2. Lagrange interpolation formula
L i ( x ) = ∏ j = 0 , j ≠ i n x − x j x i − x j L_i(x) = \prod_{j=0, j\neq i}^{n} \frac{x - x_j}{x_i - x_j}Li(x)=j=0,j=i∏nxi−xjx−xj P ( x ) = ∑ i = 0 n y i L i ( x ) P(x) = \sum_{i=0}^{n} y_i L_i(x) P(x)=i=0∑nandiLi(x)
a. Linear interpolation (n=1)
P ( x ) = y 0 ( x − x 1 ) ( x 0 − x 1 ) + y 1 ( x − x 0 ) ( x 1 − x 0 ) P(x) = y_0 \frac{(x - x_1)}{(x_0 - x_1)} + y_1 \frac{(x - x_0)}{(x_1 - x_0)} P(x)=and0(x0−x1)(x−x1)+and1(x1−x0)(x−x0)
b. Parabolic interpolation (n=2)
P ( x ) = y 0 ( x − x 1 ) ( x − x 2 ) ( x 0 − x 1 ) ( x 0 − x 2 ) + y 1 ( x − x 0 ) ( x − x 2 ) ( x 1 − x 0 ) ( x 1 − x 2 ) + y 2 ( x − x 0 ) ( x − x 1 ) ( x 2 − x 0 ) ( x 2 − x 1 ) P(x) = y_0 \frac{(x - x_1)(x - x_2)}{(x_0 - x_1)(x_0 - x_2)} + y_1 \frac{(x - x_0)(x - x_2)}{(x_1 - x_0)(x_1 - x_2)} + y_2 \frac{(x - x_0)(x - x_1)}{(x_2 - x_0)(x_2 - x_1)} P(x)=and0(x0−x1)(x0−x2)(x−x1)(x−x2)+and1(x1−x0)(x1−x2)(x−x0)(x−x2)+and2(x2−x0)(x2−x1)(x−x0)(x−x1)
3. Newton interpolation
4. Cubic Hermite interpolation
1. The Book of Heaven
2. Human language
We have two interpolation nodes x 0 x_0 x0 sum x 1 x_1 x1, the function values at these nodes are known y 0 = f ( x 0 ) y_0 = f(x_0) and0=f(x0)、 y 1 = f ( x 1 ) y_1 = f(x_1) and1=f(x1) 和导数值 m 0 = f ′ ( x 0 ) m_0 = f'(x_0) m0=f′(x0)、 m 1 = f ′ ( x 1 ) m_1 = f'(x_1) m1=f′(x1). Require a cubic polynomial H ( x ) H(x) H(x),Condition less than full :
- H ( x 0 ) = y 0 H(x_0) = y_0 H(x0)=and0,Issues x 0 x_0 x0The function values on the nodes are equal.

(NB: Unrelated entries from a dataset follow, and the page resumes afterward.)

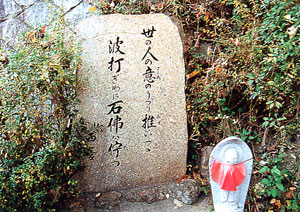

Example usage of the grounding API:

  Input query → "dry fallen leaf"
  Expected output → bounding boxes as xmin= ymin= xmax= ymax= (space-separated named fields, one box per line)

xmin=89 ymin=6 xmax=96 ymax=12
xmin=186 ymin=71 xmax=200 ymax=80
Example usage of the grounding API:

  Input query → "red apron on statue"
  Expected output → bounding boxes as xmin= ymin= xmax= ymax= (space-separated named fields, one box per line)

xmin=211 ymin=159 xmax=246 ymax=191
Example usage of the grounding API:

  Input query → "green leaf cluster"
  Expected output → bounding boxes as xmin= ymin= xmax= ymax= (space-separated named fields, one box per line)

xmin=0 ymin=19 xmax=96 ymax=212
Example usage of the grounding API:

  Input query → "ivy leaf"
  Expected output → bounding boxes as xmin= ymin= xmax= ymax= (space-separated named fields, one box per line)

xmin=275 ymin=182 xmax=285 ymax=192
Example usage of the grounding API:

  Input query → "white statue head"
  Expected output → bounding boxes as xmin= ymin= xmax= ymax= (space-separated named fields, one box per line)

xmin=224 ymin=147 xmax=239 ymax=164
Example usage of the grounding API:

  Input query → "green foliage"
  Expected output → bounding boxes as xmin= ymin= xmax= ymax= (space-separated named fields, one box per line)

xmin=0 ymin=20 xmax=92 ymax=212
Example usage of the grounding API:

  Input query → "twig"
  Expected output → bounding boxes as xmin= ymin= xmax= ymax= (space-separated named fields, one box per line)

xmin=261 ymin=127 xmax=269 ymax=147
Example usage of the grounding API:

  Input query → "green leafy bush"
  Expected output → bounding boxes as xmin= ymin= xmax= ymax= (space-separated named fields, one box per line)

xmin=0 ymin=20 xmax=93 ymax=212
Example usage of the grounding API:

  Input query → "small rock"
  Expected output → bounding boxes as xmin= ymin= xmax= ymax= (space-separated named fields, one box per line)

xmin=94 ymin=191 xmax=122 ymax=209
xmin=124 ymin=186 xmax=169 ymax=204
xmin=174 ymin=179 xmax=201 ymax=205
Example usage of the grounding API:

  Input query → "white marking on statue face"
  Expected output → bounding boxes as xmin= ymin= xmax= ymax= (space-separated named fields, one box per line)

xmin=225 ymin=148 xmax=239 ymax=164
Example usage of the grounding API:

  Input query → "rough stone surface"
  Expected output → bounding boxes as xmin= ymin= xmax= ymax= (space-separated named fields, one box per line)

xmin=0 ymin=0 xmax=91 ymax=48
xmin=209 ymin=137 xmax=253 ymax=212
xmin=79 ymin=14 xmax=187 ymax=192
xmin=124 ymin=184 xmax=173 ymax=204
xmin=174 ymin=179 xmax=201 ymax=205
xmin=94 ymin=191 xmax=122 ymax=209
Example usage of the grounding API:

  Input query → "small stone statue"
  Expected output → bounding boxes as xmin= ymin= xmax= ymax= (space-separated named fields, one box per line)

xmin=209 ymin=137 xmax=253 ymax=212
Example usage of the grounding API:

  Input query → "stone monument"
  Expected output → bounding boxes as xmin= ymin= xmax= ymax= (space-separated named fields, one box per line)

xmin=209 ymin=137 xmax=253 ymax=212
xmin=78 ymin=14 xmax=187 ymax=195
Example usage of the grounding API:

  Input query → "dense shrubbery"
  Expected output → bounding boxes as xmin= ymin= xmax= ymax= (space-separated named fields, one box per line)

xmin=0 ymin=0 xmax=300 ymax=211
xmin=89 ymin=0 xmax=300 ymax=211
xmin=0 ymin=20 xmax=92 ymax=211
xmin=184 ymin=0 xmax=300 ymax=211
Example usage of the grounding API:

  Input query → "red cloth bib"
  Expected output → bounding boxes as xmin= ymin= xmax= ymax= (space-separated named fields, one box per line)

xmin=211 ymin=159 xmax=246 ymax=191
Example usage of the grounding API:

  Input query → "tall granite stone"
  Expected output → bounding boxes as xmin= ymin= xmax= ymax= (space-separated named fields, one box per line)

xmin=78 ymin=14 xmax=187 ymax=192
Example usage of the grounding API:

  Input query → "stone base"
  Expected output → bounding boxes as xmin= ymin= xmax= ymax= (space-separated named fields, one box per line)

xmin=84 ymin=180 xmax=200 ymax=209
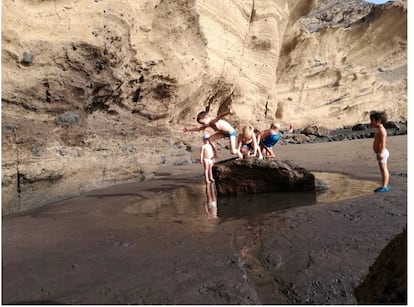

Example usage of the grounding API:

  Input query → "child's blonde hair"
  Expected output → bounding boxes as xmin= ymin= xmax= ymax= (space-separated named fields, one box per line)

xmin=270 ymin=123 xmax=280 ymax=130
xmin=241 ymin=125 xmax=253 ymax=137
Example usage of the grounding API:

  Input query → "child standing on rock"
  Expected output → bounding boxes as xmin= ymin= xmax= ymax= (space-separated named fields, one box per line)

xmin=260 ymin=123 xmax=280 ymax=158
xmin=238 ymin=125 xmax=263 ymax=159
xmin=183 ymin=109 xmax=243 ymax=159
xmin=200 ymin=134 xmax=215 ymax=183
xmin=369 ymin=111 xmax=391 ymax=192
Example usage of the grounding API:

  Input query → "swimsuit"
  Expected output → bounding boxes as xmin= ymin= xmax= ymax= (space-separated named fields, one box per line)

xmin=224 ymin=130 xmax=237 ymax=138
xmin=262 ymin=133 xmax=280 ymax=147
xmin=375 ymin=148 xmax=390 ymax=163
xmin=203 ymin=158 xmax=214 ymax=164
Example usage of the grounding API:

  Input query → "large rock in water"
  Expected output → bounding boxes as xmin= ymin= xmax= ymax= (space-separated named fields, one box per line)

xmin=213 ymin=158 xmax=321 ymax=195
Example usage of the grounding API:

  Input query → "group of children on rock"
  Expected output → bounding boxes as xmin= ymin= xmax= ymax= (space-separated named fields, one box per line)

xmin=183 ymin=108 xmax=391 ymax=192
xmin=183 ymin=108 xmax=280 ymax=182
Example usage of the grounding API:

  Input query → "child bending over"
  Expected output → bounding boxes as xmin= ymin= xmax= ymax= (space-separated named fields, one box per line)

xmin=183 ymin=109 xmax=243 ymax=159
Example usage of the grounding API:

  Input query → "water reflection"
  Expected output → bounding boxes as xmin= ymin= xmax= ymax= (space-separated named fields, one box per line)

xmin=122 ymin=173 xmax=377 ymax=225
xmin=206 ymin=182 xmax=217 ymax=218
xmin=218 ymin=192 xmax=317 ymax=218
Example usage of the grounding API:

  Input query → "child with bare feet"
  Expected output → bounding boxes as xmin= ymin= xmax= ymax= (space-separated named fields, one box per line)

xmin=369 ymin=111 xmax=391 ymax=192
xmin=183 ymin=108 xmax=243 ymax=159
xmin=200 ymin=134 xmax=214 ymax=183
xmin=260 ymin=123 xmax=280 ymax=158
xmin=237 ymin=125 xmax=263 ymax=159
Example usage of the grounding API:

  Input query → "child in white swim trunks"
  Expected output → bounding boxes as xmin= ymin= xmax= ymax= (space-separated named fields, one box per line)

xmin=183 ymin=108 xmax=243 ymax=159
xmin=200 ymin=134 xmax=215 ymax=183
xmin=369 ymin=111 xmax=391 ymax=192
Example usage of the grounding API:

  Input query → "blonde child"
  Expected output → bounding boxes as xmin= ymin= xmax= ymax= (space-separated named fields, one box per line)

xmin=183 ymin=109 xmax=243 ymax=159
xmin=200 ymin=134 xmax=214 ymax=183
xmin=369 ymin=111 xmax=391 ymax=192
xmin=260 ymin=123 xmax=280 ymax=158
xmin=237 ymin=125 xmax=263 ymax=159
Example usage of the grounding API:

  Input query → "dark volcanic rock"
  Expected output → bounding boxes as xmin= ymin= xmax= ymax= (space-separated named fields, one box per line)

xmin=213 ymin=158 xmax=320 ymax=195
xmin=355 ymin=229 xmax=407 ymax=305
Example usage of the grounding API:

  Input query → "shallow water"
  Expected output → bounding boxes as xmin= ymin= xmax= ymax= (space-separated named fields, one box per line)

xmin=123 ymin=172 xmax=377 ymax=221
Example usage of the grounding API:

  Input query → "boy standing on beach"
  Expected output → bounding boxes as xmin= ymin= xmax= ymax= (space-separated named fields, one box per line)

xmin=369 ymin=111 xmax=391 ymax=192
xmin=183 ymin=109 xmax=243 ymax=159
xmin=200 ymin=134 xmax=214 ymax=183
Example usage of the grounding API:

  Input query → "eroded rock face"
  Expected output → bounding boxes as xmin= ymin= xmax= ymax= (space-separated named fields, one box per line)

xmin=213 ymin=158 xmax=319 ymax=195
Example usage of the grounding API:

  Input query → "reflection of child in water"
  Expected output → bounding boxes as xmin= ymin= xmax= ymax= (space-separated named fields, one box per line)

xmin=206 ymin=182 xmax=217 ymax=218
xmin=200 ymin=134 xmax=215 ymax=182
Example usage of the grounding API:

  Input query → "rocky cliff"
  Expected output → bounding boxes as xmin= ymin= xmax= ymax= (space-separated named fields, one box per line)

xmin=2 ymin=0 xmax=407 ymax=213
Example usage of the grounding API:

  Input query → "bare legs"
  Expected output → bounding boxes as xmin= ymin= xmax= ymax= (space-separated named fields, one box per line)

xmin=378 ymin=162 xmax=390 ymax=187
xmin=203 ymin=159 xmax=214 ymax=183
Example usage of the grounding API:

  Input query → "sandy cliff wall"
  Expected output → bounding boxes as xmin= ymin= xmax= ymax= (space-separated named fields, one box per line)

xmin=2 ymin=0 xmax=407 ymax=213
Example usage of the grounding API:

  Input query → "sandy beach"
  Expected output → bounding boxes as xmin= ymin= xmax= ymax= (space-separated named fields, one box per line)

xmin=2 ymin=136 xmax=407 ymax=305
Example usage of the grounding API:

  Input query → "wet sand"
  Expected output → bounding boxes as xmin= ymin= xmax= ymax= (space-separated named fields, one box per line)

xmin=2 ymin=136 xmax=407 ymax=304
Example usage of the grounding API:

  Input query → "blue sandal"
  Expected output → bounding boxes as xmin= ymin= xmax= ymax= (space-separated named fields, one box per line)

xmin=375 ymin=186 xmax=391 ymax=193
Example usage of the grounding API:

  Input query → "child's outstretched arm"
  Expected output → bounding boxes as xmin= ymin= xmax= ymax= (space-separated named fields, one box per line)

xmin=183 ymin=126 xmax=207 ymax=132
xmin=211 ymin=108 xmax=233 ymax=123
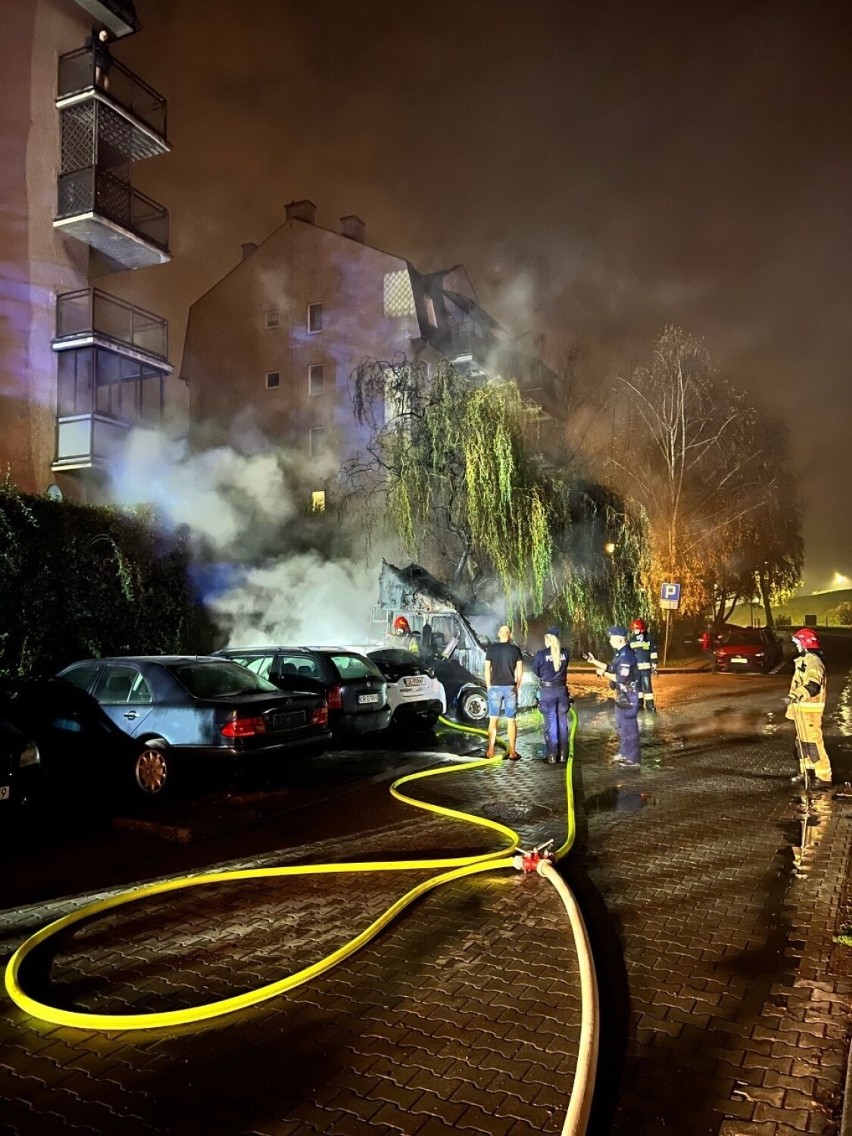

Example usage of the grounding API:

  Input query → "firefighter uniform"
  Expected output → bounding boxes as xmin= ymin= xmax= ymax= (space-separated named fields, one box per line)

xmin=786 ymin=651 xmax=832 ymax=785
xmin=604 ymin=627 xmax=640 ymax=766
xmin=533 ymin=627 xmax=570 ymax=765
xmin=629 ymin=620 xmax=657 ymax=710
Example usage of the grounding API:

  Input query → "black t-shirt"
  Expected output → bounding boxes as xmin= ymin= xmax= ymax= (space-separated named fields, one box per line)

xmin=485 ymin=643 xmax=524 ymax=686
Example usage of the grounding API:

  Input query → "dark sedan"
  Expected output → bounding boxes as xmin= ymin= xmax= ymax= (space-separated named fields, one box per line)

xmin=713 ymin=627 xmax=784 ymax=673
xmin=0 ymin=678 xmax=159 ymax=805
xmin=0 ymin=711 xmax=42 ymax=828
xmin=216 ymin=646 xmax=392 ymax=736
xmin=60 ymin=655 xmax=331 ymax=794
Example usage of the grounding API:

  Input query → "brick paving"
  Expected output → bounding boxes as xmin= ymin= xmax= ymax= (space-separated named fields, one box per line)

xmin=0 ymin=676 xmax=852 ymax=1136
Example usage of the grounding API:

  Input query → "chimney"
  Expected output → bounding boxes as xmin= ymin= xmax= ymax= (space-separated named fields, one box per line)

xmin=340 ymin=214 xmax=364 ymax=244
xmin=286 ymin=201 xmax=317 ymax=225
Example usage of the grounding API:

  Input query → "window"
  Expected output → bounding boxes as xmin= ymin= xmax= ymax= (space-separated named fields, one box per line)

xmin=384 ymin=268 xmax=417 ymax=317
xmin=308 ymin=362 xmax=323 ymax=394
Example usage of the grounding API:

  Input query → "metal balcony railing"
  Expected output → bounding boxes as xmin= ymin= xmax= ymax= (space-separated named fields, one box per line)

- H ′ ( x 0 ) = m 0 H'(x_0) = m_0 H′(x0)=m0,Immediately x 1 x_1 x1The derivative values at the nodes are equal.
- H ( x 1 ) = y 1 H(x_1) = y_1 H(x1)=and1,Immediately x 1 x_1 x1The function values on the nodes are equal.
- H ′ ( x 1 ) = m 1 H'(x_1) = m_1 H′(x1)=m1,Immediately x 1 x_1 x1The derivative values at the nodes are equal.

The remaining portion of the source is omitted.